Of course neither $R \to A$ nor $R \to B$ can be flat in this example (but this is not enough for an example).

A geometric reformulation is the following: What is an example of two morphisms of affine schemes $X \to S$, $Y \to S$ which are scheme-theoretical dense, but $X \times_S Y \to S$ is not?

Bonus question: What is an example where $R \neq 0$ but $A \otimes_R B=0$?


Solution 1:

Answer. Yes, there is an example. Let $k$ be a field, let $R = k [a, b] / (a^2, a b, b^2)$, $A = R [x] / (a - b x, x^2)$, $B = R [y] / (b - a y, y^2)$; then $$A \otimes_R B \cong R [x, y] / (a - b x, x^2, b - a y, y^2) \cong k [a, b, x, y] / (a^2, a b, b^2, a - b x, x^2, b - a y, y^2)$$ but \begin{align} a & = (a - b x) + (b - a y) x + (a - b x) x y + (x^2) b y \\ b & = (b - a y) + (a - b x) y + (b - a y) x y + (y^2) a x \end{align} so $(a, b) \subseteq \ker (R \to A \otimes_R B)$. (Actually, since $A \otimes_R B \ne \{ 0 \}$, the kernel is exactly $(a, b)$.) In particular, $R \to A \otimes_R B$ is not injective.


Notice that in the above example, the problematic elements of $R$ are nilpotent. In fact, this is the only possibility, at least when $R$ is noetherian and both $A$ and $B$ are finitely generated $R$-algebras. This is best understood geometrically.

Consider pullback diagram of noetherian affine schemes where all morphisms are of finite type, say: $$\require{AMScd} \begin{CD} X \times_S Y @>>> Y \\ @VVV @VVV \\ X @>>> S \end{CD}$$ Suppose $X \to S$ and $Y \to S$ are dominant (which is a weaker condition than having scheme-theoretic image equal to $S$). By Chevalley's theorem, the set-theoretic images of $X \to S$ and $Y \to S$ are constructible, so both contain a dense open subset of $S$. Since the intersection of dense open subsets is dense, it follows that $X \times_S Y \to S$ is dominant, as required. Thus, the ideal sheaf of the scheme-theoretic image of $X \times_S Y \to S$ be contained in the nilradical.

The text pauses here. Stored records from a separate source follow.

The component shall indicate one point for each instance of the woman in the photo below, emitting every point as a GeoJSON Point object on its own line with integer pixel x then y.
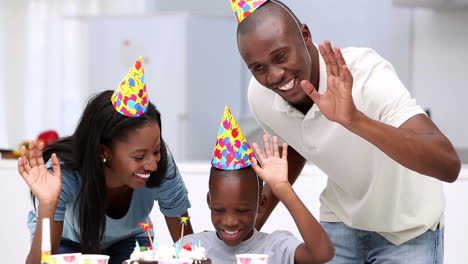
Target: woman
{"type": "Point", "coordinates": [110, 172]}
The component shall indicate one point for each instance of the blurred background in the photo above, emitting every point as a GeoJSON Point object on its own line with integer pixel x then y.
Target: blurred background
{"type": "Point", "coordinates": [54, 54]}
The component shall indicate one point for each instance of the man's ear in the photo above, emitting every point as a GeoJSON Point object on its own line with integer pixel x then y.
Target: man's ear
{"type": "Point", "coordinates": [306, 35]}
{"type": "Point", "coordinates": [262, 203]}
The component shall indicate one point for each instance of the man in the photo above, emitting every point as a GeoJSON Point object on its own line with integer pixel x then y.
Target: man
{"type": "Point", "coordinates": [348, 113]}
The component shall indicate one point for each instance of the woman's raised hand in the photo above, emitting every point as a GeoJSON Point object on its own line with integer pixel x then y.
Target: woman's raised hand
{"type": "Point", "coordinates": [45, 186]}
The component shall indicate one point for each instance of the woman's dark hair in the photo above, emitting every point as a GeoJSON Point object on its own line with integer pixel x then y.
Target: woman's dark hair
{"type": "Point", "coordinates": [100, 124]}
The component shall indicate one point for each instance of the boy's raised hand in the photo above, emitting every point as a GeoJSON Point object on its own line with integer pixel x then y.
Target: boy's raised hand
{"type": "Point", "coordinates": [274, 170]}
{"type": "Point", "coordinates": [45, 186]}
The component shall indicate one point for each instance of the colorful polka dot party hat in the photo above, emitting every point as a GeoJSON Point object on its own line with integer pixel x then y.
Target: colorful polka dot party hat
{"type": "Point", "coordinates": [243, 8]}
{"type": "Point", "coordinates": [232, 151]}
{"type": "Point", "coordinates": [130, 98]}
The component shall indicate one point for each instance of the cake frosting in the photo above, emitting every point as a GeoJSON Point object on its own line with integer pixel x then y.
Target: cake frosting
{"type": "Point", "coordinates": [164, 254]}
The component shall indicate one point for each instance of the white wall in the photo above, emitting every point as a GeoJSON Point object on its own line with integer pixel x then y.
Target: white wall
{"type": "Point", "coordinates": [440, 78]}
{"type": "Point", "coordinates": [12, 58]}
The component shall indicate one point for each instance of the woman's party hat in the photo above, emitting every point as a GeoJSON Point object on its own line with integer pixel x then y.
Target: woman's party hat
{"type": "Point", "coordinates": [130, 98]}
{"type": "Point", "coordinates": [232, 151]}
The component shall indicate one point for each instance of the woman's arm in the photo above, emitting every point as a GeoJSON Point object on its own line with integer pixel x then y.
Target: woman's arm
{"type": "Point", "coordinates": [46, 187]}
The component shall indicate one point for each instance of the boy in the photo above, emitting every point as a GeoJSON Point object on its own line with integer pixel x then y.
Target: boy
{"type": "Point", "coordinates": [235, 200]}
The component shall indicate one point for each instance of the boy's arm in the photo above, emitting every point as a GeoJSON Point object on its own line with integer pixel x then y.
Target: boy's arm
{"type": "Point", "coordinates": [296, 163]}
{"type": "Point", "coordinates": [317, 247]}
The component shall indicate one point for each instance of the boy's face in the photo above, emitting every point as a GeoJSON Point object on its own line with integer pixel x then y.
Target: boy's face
{"type": "Point", "coordinates": [233, 202]}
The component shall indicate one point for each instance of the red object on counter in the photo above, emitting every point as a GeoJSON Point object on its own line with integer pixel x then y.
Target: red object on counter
{"type": "Point", "coordinates": [48, 137]}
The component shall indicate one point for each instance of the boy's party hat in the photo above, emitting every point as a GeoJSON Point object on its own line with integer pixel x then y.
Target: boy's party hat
{"type": "Point", "coordinates": [243, 8]}
{"type": "Point", "coordinates": [232, 151]}
{"type": "Point", "coordinates": [130, 98]}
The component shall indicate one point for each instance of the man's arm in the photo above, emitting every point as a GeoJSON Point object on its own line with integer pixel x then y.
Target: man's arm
{"type": "Point", "coordinates": [417, 144]}
{"type": "Point", "coordinates": [295, 165]}
{"type": "Point", "coordinates": [317, 246]}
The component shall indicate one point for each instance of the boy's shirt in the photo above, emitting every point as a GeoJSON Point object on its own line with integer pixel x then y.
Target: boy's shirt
{"type": "Point", "coordinates": [280, 246]}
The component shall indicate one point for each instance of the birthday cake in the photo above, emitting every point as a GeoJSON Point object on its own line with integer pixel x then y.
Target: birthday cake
{"type": "Point", "coordinates": [188, 254]}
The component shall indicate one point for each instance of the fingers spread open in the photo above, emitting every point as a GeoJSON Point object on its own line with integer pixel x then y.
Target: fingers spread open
{"type": "Point", "coordinates": [310, 90]}
{"type": "Point", "coordinates": [266, 144]}
{"type": "Point", "coordinates": [56, 165]}
{"type": "Point", "coordinates": [329, 58]}
{"type": "Point", "coordinates": [258, 152]}
{"type": "Point", "coordinates": [255, 166]}
{"type": "Point", "coordinates": [32, 154]}
{"type": "Point", "coordinates": [25, 160]}
{"type": "Point", "coordinates": [275, 146]}
{"type": "Point", "coordinates": [22, 168]}
{"type": "Point", "coordinates": [285, 151]}
{"type": "Point", "coordinates": [40, 150]}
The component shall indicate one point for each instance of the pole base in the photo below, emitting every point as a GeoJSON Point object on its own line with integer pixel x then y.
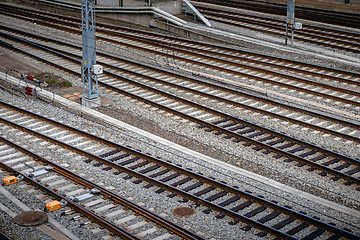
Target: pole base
{"type": "Point", "coordinates": [91, 103]}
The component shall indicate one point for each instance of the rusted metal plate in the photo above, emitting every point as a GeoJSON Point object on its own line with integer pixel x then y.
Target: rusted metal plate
{"type": "Point", "coordinates": [184, 212]}
{"type": "Point", "coordinates": [31, 218]}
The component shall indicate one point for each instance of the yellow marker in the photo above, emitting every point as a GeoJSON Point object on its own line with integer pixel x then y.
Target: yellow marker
{"type": "Point", "coordinates": [10, 180]}
{"type": "Point", "coordinates": [51, 206]}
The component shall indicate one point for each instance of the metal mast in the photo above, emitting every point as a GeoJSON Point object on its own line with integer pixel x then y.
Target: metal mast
{"type": "Point", "coordinates": [88, 75]}
{"type": "Point", "coordinates": [290, 20]}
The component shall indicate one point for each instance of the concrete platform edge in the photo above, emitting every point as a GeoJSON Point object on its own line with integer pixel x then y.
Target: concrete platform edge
{"type": "Point", "coordinates": [120, 124]}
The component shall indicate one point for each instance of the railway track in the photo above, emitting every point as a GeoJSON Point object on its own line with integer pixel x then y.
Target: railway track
{"type": "Point", "coordinates": [162, 176]}
{"type": "Point", "coordinates": [84, 198]}
{"type": "Point", "coordinates": [230, 126]}
{"type": "Point", "coordinates": [321, 36]}
{"type": "Point", "coordinates": [248, 67]}
{"type": "Point", "coordinates": [312, 14]}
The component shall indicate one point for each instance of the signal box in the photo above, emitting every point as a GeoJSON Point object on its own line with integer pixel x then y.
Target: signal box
{"type": "Point", "coordinates": [52, 206]}
{"type": "Point", "coordinates": [10, 180]}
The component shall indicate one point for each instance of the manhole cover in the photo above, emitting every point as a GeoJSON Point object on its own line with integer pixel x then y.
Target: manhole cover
{"type": "Point", "coordinates": [30, 218]}
{"type": "Point", "coordinates": [184, 212]}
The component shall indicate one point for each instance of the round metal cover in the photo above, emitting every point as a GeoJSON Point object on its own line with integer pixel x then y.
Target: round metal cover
{"type": "Point", "coordinates": [184, 212]}
{"type": "Point", "coordinates": [30, 218]}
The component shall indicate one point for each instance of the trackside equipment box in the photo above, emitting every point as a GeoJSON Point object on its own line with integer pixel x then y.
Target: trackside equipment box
{"type": "Point", "coordinates": [52, 206]}
{"type": "Point", "coordinates": [10, 180]}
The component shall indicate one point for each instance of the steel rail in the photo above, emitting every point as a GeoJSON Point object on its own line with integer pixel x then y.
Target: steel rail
{"type": "Point", "coordinates": [334, 78]}
{"type": "Point", "coordinates": [196, 42]}
{"type": "Point", "coordinates": [355, 139]}
{"type": "Point", "coordinates": [173, 38]}
{"type": "Point", "coordinates": [176, 229]}
{"type": "Point", "coordinates": [319, 15]}
{"type": "Point", "coordinates": [194, 198]}
{"type": "Point", "coordinates": [153, 68]}
{"type": "Point", "coordinates": [98, 219]}
{"type": "Point", "coordinates": [237, 136]}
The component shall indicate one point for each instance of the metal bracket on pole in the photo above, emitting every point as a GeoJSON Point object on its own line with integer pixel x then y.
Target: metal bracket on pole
{"type": "Point", "coordinates": [88, 75]}
{"type": "Point", "coordinates": [290, 20]}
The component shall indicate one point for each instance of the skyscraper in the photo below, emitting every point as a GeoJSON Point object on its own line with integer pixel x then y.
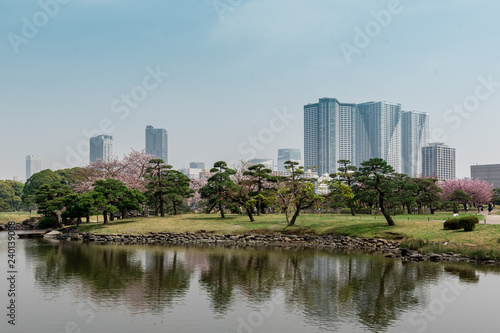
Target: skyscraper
{"type": "Point", "coordinates": [157, 142]}
{"type": "Point", "coordinates": [197, 165]}
{"type": "Point", "coordinates": [358, 132]}
{"type": "Point", "coordinates": [101, 148]}
{"type": "Point", "coordinates": [33, 165]}
{"type": "Point", "coordinates": [289, 154]}
{"type": "Point", "coordinates": [438, 161]}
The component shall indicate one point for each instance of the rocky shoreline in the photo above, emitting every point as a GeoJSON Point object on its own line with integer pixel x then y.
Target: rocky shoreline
{"type": "Point", "coordinates": [388, 248]}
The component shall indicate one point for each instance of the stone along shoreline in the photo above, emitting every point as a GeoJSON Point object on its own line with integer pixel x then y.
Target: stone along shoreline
{"type": "Point", "coordinates": [388, 248]}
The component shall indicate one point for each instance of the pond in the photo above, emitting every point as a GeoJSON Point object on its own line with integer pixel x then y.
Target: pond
{"type": "Point", "coordinates": [78, 287]}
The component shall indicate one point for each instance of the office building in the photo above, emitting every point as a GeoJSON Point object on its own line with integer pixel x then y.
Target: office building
{"type": "Point", "coordinates": [33, 165]}
{"type": "Point", "coordinates": [267, 162]}
{"type": "Point", "coordinates": [101, 148]}
{"type": "Point", "coordinates": [438, 161]}
{"type": "Point", "coordinates": [487, 172]}
{"type": "Point", "coordinates": [197, 165]}
{"type": "Point", "coordinates": [358, 132]}
{"type": "Point", "coordinates": [157, 142]}
{"type": "Point", "coordinates": [289, 154]}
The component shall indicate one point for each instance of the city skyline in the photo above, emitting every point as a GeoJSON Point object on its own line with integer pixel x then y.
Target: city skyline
{"type": "Point", "coordinates": [336, 131]}
{"type": "Point", "coordinates": [231, 85]}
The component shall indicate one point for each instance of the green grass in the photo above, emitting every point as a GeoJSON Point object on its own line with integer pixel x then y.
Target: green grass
{"type": "Point", "coordinates": [422, 232]}
{"type": "Point", "coordinates": [17, 217]}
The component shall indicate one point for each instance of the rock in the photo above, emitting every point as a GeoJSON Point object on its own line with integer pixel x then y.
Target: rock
{"type": "Point", "coordinates": [52, 234]}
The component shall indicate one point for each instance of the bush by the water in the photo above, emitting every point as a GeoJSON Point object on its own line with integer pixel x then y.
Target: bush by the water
{"type": "Point", "coordinates": [46, 223]}
{"type": "Point", "coordinates": [468, 223]}
{"type": "Point", "coordinates": [452, 224]}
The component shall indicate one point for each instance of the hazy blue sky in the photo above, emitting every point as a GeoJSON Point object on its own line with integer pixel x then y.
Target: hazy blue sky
{"type": "Point", "coordinates": [238, 69]}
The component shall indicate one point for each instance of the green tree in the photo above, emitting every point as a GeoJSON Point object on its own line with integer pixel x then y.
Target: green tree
{"type": "Point", "coordinates": [295, 192]}
{"type": "Point", "coordinates": [50, 199]}
{"type": "Point", "coordinates": [378, 176]}
{"type": "Point", "coordinates": [428, 194]}
{"type": "Point", "coordinates": [111, 195]}
{"type": "Point", "coordinates": [405, 192]}
{"type": "Point", "coordinates": [220, 188]}
{"type": "Point", "coordinates": [80, 205]}
{"type": "Point", "coordinates": [33, 183]}
{"type": "Point", "coordinates": [261, 179]}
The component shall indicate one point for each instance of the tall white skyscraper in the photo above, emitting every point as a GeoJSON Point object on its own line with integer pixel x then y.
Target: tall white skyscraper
{"type": "Point", "coordinates": [289, 154]}
{"type": "Point", "coordinates": [101, 148]}
{"type": "Point", "coordinates": [438, 161]}
{"type": "Point", "coordinates": [157, 142]}
{"type": "Point", "coordinates": [358, 132]}
{"type": "Point", "coordinates": [33, 165]}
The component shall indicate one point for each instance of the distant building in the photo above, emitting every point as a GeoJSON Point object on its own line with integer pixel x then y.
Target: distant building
{"type": "Point", "coordinates": [487, 172]}
{"type": "Point", "coordinates": [358, 132]}
{"type": "Point", "coordinates": [157, 142]}
{"type": "Point", "coordinates": [267, 162]}
{"type": "Point", "coordinates": [438, 161]}
{"type": "Point", "coordinates": [288, 155]}
{"type": "Point", "coordinates": [197, 165]}
{"type": "Point", "coordinates": [191, 173]}
{"type": "Point", "coordinates": [33, 165]}
{"type": "Point", "coordinates": [101, 148]}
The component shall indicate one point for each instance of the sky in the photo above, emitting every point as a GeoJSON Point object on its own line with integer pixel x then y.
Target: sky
{"type": "Point", "coordinates": [228, 79]}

Bonus answer. A logical argument (namely, compactness) shows that if there is an example where $A \otimes_R B = \{ 0 \}$, then there must be an example where $R$, $A$ and $B$ are finitely presented as commutative rings. But then we are in the above situation, so $A \otimes_R B = \{ 0 \}$ implies that $1$ is nilpotent, i.e. $R = \{ 0 \}$.